Eski eğitim sistemi öğrencileri tek bir kategoriye indirgeyip genel anlamda zekâyı zorlu matematik problemlerini çözmek olarak değerlendiriyordu. Howard Gardner’in 1983’te ortaya attığı “çoklu zekâ kuramı” ise bugünün eğitim anlayışının temel taşını oluşturuyor. Gardner, o günlerde zekânın çeşitli ve özel boyutları olduğundan söz etmişti. Buna göre uzamsal, sözel, matematiksel, kinestetik, ritmik, doğasal, içsel, sosyal, varoluşsal gibi birçok zekâ türü bulunuyordu. Peki, bir çocuğun zekâ türünün tespit edilmesi ne kazandırır? Aslında hiç abartmadan “çocuğunuzun kaderini” bile diyebiliriz. Çünkü bu tespit size çocuğunuzun hangi yetenekle doğduğunu söyleyecektir. Çocuğunuzun yeteneği olduğu alanın erken fark edilmesi ve çalışmalarının bu yönde yoğunlaştırılması ise 21. yüzyılda karşımıza daha sık küçük dâhiler çıkacak anlamına gelir.
Çocuğunuzu gözlemleyin
Çocuğunuz en çok neyi yapmayı seviyor nelerden kaçınıyor, o fark etmeden dikkatle gözlem yaparsanız çocuğunuzun yeteneği size işaretler vermeye başlayacaktır.
Çocuğunuzu mutlaka kreşe ve ana okuluna gönderin
Çocuğun yeteneklerini tek olduğu bir ortamdan ziyade akranlarının bulunduğu bir ortamda daha kolay görürsünüz.

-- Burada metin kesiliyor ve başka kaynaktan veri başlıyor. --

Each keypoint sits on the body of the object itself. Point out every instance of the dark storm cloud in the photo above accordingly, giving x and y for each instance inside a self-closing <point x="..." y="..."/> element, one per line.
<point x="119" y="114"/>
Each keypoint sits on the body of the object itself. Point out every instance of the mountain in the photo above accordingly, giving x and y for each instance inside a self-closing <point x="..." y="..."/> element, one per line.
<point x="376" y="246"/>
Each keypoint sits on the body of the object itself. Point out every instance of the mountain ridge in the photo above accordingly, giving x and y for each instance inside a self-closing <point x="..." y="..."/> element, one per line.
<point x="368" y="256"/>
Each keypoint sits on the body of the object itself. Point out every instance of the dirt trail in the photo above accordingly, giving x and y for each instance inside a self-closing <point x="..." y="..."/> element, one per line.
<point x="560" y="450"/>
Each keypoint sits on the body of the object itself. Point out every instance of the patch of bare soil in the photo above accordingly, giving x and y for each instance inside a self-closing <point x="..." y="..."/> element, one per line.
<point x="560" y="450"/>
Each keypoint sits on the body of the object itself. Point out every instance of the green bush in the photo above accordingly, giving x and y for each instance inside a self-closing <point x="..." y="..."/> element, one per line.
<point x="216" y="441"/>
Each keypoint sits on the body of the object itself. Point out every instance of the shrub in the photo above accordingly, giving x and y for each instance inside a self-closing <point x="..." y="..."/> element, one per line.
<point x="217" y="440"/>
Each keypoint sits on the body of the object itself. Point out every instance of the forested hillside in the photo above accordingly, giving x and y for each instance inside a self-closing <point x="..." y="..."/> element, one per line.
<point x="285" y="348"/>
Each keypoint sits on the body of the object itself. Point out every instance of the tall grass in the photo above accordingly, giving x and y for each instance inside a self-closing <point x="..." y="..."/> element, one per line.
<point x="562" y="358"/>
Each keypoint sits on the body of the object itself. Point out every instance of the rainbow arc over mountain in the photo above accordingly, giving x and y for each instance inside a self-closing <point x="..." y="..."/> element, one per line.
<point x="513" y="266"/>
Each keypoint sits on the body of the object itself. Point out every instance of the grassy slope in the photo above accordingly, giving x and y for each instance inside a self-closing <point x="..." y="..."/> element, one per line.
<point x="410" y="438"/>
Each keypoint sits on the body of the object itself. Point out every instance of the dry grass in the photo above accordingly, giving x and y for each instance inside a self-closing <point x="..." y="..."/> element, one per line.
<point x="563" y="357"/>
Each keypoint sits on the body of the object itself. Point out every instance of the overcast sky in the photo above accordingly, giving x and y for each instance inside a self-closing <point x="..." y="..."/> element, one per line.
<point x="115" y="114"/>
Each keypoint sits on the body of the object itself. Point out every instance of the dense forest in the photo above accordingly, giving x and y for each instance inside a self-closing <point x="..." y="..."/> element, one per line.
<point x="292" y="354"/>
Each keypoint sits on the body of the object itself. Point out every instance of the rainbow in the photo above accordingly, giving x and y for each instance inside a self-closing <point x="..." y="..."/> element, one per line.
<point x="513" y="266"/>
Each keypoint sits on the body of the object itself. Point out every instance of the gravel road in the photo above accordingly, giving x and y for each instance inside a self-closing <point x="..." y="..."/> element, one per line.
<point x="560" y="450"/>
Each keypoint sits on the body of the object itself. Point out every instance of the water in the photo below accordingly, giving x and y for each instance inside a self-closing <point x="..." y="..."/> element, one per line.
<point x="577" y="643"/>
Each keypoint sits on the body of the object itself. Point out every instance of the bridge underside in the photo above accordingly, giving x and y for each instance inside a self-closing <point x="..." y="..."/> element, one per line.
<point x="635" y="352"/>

Bu nedenle çocuk okul öncesi eğitime katılmalıdır. Okul içerisinde yapılan aktiviteler esnasında çocuk yeteneğinin olduğu yöne doğru bir mıknatıs gibi çekilecektir.
Çocuğun öğretmenleriyle irtibatta olmak
Gönderdiğiniz eğitim kurumlarında ya da kurslarda öğretmenlerine çocuğunuz ve onun ilgi alanları ile ilgili sorular sorun. Akademik eğitimini çocuklar üzerine almış olan öğretmen, o yaş gurubundaki çocukların hangisinin hangi alana yatkın olduğunu kolaylıkla anlayacak ve sizi yönlendirecektir.